Blauwe wandeling door West-Amerika
De blauwe wandeling brengt ons naar de Far West. We dalen af van noord naar zuid langs de kust van Stille Oceaan, vanaf Alaska, over Brits-Columbië, Washington en Oregon tot in Californië en keren weer naar het noorden langs de Rocky Mountains. De bossen van West-Amerika bestaan voornamelijk uit naaldhoutsoorten en vooral in het kustgebied kunnen de bomen zeer hoog reiken : het zijn heuse regenwouden. Naast verschillende soorten sparren, dennen en zilversparren domineren hier typische soorten als douglas, hemlock en levensboom.
Uit Californië zijn vooral de mammoetbomen (Sequioa’s) bekend, zowel de kustmammoetboom, met 115 m de hoogste boom ter wereld, als de bergmammoetboom uit de Sierra Nevada, met meer dan 10 m dikte de meest volumineuze ter wereld. De zeer opvallende groep Slangedennen of Apenverdrietbomen (Araucaria’s) vormen een uitzonderingsgroep : zij komen niet in Noord- maar in Zuid-Amerika voor, in het Andesgebergte in midden-Chili.

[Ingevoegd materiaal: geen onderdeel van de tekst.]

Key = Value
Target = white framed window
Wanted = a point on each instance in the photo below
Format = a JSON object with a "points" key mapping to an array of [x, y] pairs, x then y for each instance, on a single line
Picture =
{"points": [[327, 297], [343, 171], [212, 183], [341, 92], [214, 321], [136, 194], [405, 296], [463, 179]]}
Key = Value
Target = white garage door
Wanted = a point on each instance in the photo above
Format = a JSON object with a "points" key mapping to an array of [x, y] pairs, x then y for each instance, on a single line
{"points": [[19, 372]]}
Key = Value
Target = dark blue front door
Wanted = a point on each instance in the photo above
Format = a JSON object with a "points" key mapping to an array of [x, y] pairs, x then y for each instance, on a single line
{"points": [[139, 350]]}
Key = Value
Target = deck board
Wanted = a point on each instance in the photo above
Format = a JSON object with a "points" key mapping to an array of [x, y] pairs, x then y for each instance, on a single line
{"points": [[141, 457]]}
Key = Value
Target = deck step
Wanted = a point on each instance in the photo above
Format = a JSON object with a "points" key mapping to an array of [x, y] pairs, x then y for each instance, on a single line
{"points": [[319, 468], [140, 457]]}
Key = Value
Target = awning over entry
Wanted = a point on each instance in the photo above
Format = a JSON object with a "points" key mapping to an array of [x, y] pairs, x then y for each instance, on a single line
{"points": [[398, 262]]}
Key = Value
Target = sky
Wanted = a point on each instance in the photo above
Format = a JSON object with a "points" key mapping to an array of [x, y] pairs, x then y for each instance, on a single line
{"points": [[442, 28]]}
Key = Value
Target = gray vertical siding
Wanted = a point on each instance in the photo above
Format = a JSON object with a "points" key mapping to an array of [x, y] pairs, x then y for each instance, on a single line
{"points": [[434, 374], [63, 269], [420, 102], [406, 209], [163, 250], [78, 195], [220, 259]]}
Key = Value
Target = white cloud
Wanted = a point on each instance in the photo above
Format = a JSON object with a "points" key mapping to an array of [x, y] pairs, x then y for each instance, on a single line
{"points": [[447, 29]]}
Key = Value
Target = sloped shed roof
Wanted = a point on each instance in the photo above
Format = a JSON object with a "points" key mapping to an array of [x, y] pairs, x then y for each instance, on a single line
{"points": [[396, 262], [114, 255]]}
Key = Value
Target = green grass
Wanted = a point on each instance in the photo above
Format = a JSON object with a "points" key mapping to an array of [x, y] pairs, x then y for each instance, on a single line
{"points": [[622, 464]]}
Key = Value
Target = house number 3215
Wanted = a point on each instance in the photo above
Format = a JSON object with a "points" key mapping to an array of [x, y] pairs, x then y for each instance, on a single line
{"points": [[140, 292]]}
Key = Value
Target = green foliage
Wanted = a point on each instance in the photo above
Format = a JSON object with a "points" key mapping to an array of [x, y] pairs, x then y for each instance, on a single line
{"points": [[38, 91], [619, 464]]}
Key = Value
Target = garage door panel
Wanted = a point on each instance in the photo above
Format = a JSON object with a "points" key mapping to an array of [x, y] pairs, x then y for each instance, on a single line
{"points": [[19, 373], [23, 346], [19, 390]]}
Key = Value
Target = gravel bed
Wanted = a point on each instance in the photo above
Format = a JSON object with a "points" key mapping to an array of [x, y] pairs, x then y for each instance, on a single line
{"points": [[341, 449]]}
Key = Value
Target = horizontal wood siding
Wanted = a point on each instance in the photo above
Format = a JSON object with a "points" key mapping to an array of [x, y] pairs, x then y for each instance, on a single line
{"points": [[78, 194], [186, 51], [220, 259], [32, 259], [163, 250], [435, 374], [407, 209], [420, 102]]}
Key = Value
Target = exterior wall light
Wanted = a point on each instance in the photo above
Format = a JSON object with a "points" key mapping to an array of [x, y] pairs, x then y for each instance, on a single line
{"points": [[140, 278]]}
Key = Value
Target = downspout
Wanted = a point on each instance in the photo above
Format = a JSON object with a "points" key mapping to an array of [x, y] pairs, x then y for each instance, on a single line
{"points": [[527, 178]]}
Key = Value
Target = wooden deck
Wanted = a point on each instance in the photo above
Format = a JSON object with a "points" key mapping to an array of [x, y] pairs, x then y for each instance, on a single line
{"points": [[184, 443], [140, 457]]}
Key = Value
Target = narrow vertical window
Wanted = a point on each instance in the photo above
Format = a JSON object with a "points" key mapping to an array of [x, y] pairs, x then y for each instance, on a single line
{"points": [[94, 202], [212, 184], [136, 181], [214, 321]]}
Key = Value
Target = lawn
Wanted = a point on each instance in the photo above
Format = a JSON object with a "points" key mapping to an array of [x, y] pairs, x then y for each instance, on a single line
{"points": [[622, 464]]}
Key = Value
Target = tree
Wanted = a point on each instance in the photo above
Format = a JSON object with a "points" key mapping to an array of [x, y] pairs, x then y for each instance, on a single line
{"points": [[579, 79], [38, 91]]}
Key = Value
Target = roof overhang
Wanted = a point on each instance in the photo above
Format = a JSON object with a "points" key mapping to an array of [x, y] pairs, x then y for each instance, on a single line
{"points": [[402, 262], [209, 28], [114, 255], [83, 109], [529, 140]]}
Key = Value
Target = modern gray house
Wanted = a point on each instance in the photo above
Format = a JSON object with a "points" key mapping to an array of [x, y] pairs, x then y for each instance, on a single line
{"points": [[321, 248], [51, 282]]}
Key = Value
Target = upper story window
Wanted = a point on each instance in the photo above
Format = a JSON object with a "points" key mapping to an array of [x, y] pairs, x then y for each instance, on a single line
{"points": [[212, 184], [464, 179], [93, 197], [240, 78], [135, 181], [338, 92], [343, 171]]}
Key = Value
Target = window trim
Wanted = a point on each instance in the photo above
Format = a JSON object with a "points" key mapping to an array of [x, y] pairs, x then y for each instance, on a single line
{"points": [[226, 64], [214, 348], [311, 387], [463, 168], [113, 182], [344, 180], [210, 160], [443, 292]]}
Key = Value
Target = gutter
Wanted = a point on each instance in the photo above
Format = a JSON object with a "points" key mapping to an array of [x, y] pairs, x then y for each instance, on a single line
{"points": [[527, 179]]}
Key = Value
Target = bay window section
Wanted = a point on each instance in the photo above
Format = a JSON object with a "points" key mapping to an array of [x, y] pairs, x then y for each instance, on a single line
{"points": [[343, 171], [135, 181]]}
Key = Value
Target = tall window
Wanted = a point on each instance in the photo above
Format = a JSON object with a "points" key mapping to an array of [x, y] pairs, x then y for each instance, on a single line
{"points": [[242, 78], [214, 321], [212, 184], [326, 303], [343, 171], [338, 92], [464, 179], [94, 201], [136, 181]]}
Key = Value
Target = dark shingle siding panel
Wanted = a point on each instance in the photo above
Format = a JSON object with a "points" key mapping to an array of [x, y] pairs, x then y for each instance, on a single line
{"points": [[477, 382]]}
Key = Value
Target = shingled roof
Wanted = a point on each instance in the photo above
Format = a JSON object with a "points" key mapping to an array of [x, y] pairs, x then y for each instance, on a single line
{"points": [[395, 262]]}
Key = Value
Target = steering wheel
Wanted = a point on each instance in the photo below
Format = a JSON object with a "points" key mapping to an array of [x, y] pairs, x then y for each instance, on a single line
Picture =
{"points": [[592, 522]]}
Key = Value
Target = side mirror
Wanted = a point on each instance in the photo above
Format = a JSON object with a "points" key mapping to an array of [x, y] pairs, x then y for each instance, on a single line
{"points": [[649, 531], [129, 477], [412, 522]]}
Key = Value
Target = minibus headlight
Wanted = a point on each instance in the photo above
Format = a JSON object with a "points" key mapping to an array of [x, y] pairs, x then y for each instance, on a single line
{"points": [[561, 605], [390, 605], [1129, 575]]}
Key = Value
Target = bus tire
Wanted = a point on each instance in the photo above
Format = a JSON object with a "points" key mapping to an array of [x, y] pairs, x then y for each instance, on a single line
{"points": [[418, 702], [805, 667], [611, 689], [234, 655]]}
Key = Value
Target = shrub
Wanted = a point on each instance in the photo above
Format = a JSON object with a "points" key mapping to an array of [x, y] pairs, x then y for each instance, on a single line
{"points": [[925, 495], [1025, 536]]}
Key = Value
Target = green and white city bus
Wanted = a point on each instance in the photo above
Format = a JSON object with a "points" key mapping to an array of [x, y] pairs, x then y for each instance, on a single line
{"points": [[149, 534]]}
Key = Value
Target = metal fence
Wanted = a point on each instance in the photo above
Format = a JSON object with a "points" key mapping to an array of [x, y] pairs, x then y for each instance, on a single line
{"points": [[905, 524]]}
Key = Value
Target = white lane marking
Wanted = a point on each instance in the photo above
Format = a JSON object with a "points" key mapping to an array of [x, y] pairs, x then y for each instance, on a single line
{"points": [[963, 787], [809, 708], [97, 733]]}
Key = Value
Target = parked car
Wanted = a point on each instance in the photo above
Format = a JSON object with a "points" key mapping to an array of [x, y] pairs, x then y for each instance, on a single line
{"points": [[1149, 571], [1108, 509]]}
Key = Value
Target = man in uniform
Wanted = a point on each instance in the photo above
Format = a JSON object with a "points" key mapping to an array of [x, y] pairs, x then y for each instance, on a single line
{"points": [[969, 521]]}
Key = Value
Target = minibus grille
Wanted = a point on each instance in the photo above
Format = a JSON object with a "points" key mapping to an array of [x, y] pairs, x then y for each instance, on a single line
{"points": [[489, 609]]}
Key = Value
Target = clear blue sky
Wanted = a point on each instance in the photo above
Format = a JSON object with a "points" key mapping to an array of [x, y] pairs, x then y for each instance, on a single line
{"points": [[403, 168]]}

De boomsoorten van de Rocky Mountains vertonen veel overeenkomst met die van de Pacifische kustgebergten maar vertonen een iets verschillende vorm en kleur : Murrayana draaiden tegenover Breednaaldige draaiden, Blauwe douglas in plaats van Groene douglas, meer Coloradozilverspar dan Reuzenzilverspar.